Perspektiven für 2026

Geld und Turbo-Zündung

18.12.2025

Zeit für mehr Tempo

Es ist angerichtet. So könnte man die Entscheidungen zum Bundeshaushalt 2026 in Sachen Wohnungsbau zusammenfassen. Zum Ende der Beratungen über den Etat sorgte der Haushaltsausschuss des Deutschen Bundestags sogar bei einigen Programmen noch für zusätzliche Mittel. Über insgesamt 7,7 Milliarden Euro für Ausgaben in diesem Bereich und weitere Verpflichtungsermächtigungen in Höhe von 5,2 Milliarden Euro verfügt das Ministerium von Bundesbauministerin Verena Hubertz nun im kommenden Jahr, um den lange angekündigten Durchbruch beim Zuwachs dringend benötigten Wohnraums zu befördern.

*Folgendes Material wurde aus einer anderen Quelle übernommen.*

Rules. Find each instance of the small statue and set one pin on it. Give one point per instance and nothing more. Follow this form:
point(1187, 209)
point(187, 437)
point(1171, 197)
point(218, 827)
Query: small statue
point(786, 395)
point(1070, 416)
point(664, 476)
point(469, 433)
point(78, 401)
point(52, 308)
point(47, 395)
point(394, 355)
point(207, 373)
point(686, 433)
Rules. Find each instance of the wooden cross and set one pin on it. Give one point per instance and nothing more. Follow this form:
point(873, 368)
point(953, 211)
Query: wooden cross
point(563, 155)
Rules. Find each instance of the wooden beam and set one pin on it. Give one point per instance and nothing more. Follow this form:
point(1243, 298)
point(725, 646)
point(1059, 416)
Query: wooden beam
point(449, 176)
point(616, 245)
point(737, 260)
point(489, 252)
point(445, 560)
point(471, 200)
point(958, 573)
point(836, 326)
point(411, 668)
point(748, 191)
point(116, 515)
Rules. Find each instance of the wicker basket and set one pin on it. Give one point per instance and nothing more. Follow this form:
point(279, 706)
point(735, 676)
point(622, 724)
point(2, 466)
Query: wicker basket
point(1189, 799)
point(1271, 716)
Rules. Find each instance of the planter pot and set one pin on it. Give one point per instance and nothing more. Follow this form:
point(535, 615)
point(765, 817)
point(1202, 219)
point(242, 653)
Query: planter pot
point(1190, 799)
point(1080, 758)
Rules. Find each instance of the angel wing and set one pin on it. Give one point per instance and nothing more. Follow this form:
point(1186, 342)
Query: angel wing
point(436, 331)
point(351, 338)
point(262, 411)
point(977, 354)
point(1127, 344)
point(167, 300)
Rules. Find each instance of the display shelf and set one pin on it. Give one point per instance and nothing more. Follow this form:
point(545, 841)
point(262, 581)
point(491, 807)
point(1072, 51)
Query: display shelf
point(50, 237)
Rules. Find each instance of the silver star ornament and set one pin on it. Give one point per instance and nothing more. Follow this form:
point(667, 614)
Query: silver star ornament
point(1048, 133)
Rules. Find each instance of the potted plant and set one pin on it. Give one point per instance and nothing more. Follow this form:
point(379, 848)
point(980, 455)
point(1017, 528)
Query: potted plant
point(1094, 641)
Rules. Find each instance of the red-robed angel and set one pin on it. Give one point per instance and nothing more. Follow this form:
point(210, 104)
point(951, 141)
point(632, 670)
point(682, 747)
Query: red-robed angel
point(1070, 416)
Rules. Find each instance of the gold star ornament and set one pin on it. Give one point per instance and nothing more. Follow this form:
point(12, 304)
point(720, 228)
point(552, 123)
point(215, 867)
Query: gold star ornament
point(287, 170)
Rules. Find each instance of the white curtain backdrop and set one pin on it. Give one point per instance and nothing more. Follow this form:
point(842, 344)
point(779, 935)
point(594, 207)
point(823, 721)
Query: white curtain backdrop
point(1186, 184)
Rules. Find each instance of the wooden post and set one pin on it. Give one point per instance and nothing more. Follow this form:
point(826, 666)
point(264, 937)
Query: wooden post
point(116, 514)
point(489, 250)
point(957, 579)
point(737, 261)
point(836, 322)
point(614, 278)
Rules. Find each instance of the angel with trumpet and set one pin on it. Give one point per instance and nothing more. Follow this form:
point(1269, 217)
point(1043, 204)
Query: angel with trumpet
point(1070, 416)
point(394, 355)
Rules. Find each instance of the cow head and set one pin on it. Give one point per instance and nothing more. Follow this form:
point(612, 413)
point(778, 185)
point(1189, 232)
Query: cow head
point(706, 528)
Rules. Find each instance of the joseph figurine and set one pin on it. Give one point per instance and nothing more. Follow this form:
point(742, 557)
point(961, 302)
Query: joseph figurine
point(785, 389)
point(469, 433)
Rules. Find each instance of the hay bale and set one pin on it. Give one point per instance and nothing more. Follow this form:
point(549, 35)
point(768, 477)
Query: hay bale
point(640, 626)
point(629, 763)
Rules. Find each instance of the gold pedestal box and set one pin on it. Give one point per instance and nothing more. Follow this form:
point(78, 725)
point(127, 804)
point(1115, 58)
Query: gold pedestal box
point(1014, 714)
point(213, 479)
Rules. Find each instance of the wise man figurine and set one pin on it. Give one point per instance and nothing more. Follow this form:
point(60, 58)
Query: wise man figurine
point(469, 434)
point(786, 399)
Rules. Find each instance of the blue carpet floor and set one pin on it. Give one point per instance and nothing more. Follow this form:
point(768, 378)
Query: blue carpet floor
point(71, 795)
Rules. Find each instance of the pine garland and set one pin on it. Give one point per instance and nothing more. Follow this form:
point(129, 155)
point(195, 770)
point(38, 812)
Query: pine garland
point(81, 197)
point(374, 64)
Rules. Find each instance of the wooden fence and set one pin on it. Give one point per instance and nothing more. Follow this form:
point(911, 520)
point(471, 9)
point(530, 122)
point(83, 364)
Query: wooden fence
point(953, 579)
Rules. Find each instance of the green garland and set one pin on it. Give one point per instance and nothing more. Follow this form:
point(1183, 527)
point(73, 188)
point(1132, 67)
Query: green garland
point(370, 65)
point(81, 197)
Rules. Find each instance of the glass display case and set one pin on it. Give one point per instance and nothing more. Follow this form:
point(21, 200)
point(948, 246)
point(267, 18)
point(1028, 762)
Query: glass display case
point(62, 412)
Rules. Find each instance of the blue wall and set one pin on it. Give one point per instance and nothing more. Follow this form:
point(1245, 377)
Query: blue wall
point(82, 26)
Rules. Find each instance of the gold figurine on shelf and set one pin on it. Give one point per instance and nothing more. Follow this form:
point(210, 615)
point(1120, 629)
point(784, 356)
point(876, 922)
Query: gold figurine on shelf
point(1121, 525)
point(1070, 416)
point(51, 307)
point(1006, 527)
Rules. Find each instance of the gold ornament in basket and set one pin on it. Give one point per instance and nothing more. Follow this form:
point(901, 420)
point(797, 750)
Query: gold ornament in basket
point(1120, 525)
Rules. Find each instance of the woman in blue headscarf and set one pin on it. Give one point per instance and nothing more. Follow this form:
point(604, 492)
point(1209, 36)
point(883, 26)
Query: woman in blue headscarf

Aus Haushalt und Sondervermögen

Das zur Verfügung gestellte Geld im Einzelplan 25 stammt nur zum Teil aus dem regulären Haushalt. Dabei handelt es sich vor allem um 4 Milliarden Euro für den Sozialen Wohnungsbau (einschließlich des Programms „Junges Wohnen“). Eine weitere Milliarde soll in die Städtebauförderung fließen. Die übrigen Mittel stammen aus den Sondervermögen „Infrastruktur und Klimaneutralität“ sowie „Klima- und Transformationsfonds“.

Größte Einzelposition aus dieser Quelle sind 1,1 Milliarden Euro für das KfW-Programm klimafreundlicher Neubau (KFN). In diesem Programm stehen bis zu 800 Millionen Euro für die Förderung von Bauten nach dem EH55-Standard zur Verfügung. Die Bundesregierung hofft, damit einen maßgeblichen Beitrag zum Abbau des sogenannten Bauüberhangs zu leisten, also bereits genehmigte, aber nicht realisierte Projekte aufs Gleis zu setzen.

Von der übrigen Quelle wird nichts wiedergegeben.